Adjusting your motorcycle clutch-lever free play and why it’s important - Tech Tip Tuesday

Whether you call it clutch slack, clutch free play, or clutch tension, it refers to the clutch lever’s free movement before the cable gets taut, and how much of it there is will impact clutch function, feel, and longevity.

BY: Ari Henning  COURTESY Revzilla



Many owner’s manuals list a free play spec as measured from the end of the clutch lever to the grip, and it’s typically between 10 and 20 millimeters. I’m not a fan of that method, however, because if you’ve installed aftermarket levers that are a different length, or you’ve busted the ball off the end or otherwise “customized” your lever against the ground (as Zack and I like to refer to it), then the factory spec is hard to apply. 

Instead, I prefer to measure the gap between the back of the lever and the perch, which will be consistent regardless of the lever length or style and should typically be between two and four millimeters.  Of course you can use a tape measure or ruler, but it just so happens that a nickel is about two mm thick, so if you set the clearance using one or two of those, you’ll be good.

If the slack needs to be adjusted, loosen the locknut and turn the adjuster at the lever in to increase slack or out to reduce slack, and make sure that when you snug it back down the groove in the locknut and adjuster aren’t lined up. That’s so that the cable can’t jump out accidentally, and I like to aim the groove toward the back of the bike (when possible) so water and dirt are less likely to get in there.

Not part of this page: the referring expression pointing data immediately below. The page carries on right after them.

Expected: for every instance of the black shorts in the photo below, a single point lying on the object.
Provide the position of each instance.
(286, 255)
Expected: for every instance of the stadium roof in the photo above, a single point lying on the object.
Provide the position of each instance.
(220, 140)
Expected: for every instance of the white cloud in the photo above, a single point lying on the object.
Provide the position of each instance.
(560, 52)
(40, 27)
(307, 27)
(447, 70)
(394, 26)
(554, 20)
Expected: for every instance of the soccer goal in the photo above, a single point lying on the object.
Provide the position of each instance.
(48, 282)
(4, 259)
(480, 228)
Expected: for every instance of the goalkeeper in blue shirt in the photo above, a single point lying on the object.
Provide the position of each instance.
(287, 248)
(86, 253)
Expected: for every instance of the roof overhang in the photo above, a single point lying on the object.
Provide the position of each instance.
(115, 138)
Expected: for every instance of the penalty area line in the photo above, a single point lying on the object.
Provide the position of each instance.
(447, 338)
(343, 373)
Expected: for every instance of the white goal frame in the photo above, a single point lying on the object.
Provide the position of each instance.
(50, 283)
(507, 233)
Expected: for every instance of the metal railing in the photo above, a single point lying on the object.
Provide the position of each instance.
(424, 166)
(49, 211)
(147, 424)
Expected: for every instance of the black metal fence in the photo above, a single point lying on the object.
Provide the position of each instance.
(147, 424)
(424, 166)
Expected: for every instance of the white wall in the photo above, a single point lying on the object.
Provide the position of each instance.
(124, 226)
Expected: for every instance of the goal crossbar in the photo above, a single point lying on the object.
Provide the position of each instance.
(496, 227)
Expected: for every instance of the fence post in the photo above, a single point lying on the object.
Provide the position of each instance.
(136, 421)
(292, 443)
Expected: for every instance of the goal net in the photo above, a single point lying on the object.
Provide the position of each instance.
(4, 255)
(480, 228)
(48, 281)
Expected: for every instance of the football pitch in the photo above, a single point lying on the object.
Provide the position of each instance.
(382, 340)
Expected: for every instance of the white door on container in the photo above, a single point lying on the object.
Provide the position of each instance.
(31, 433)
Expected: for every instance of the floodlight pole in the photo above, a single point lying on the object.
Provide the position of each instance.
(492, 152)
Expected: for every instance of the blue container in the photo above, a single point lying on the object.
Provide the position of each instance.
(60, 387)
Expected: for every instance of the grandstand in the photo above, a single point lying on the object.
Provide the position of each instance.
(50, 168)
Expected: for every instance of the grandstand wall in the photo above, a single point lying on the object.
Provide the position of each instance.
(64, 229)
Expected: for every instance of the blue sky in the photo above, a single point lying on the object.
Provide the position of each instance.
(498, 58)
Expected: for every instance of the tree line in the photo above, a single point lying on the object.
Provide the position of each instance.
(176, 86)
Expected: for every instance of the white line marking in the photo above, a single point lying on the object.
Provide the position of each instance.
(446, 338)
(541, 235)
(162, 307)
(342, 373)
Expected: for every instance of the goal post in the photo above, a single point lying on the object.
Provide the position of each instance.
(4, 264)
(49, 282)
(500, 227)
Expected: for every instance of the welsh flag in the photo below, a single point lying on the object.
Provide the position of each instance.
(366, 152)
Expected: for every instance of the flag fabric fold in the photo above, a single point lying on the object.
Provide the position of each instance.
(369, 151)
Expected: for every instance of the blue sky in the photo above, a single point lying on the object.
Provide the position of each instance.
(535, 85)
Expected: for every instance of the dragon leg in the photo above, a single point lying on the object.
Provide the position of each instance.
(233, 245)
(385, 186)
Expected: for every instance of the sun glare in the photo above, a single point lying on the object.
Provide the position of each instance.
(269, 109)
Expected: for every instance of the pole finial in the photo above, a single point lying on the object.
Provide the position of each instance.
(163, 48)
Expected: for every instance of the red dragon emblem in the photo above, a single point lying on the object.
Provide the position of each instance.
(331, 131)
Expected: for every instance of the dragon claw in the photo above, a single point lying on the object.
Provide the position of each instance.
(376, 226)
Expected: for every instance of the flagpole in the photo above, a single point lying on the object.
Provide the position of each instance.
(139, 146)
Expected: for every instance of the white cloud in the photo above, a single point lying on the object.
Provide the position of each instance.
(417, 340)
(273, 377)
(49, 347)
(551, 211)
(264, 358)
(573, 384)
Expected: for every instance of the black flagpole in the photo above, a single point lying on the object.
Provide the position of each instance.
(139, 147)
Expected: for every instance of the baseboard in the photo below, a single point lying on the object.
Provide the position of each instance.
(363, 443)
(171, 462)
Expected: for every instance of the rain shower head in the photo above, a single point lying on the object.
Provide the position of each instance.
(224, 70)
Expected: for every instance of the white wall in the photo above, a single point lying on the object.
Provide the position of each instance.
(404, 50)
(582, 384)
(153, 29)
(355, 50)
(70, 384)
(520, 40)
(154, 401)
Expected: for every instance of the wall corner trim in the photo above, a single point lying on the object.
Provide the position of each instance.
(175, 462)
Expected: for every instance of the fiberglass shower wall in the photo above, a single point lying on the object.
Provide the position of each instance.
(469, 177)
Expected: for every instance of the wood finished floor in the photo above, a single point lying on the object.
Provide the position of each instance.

If you’re unable to get the right amount of slack using the barrel adjuster at the lever, or if the adjuster is maxed out, you’ll need to move down to the secondary adjuster at the other end of the cable. This assembly is used to make large-scale changes, so before you crack the lock nuts free, spin the adjuster at the lever in most of the way to buy yourself more fine-tuning adjustment down the road. 

While it’s a good idea to maintain the factory slack figure, it’s okay to tweak the clearance to make the clutch lever easier to reach or change the engagement point to where you want it. As long as the clutch fully disengages when you pull the lever in and fully engages when it’s out, then everything is working as it should. 

While we’re talking about clutch function, don’t forget to grease the lever pivot and lube the cable every so often to keep things moving smoothly. Take care of that, keep your cable adjusted properly, avoid burnouts and drag racing, and your clutch will likely last for 20,000 miles or more.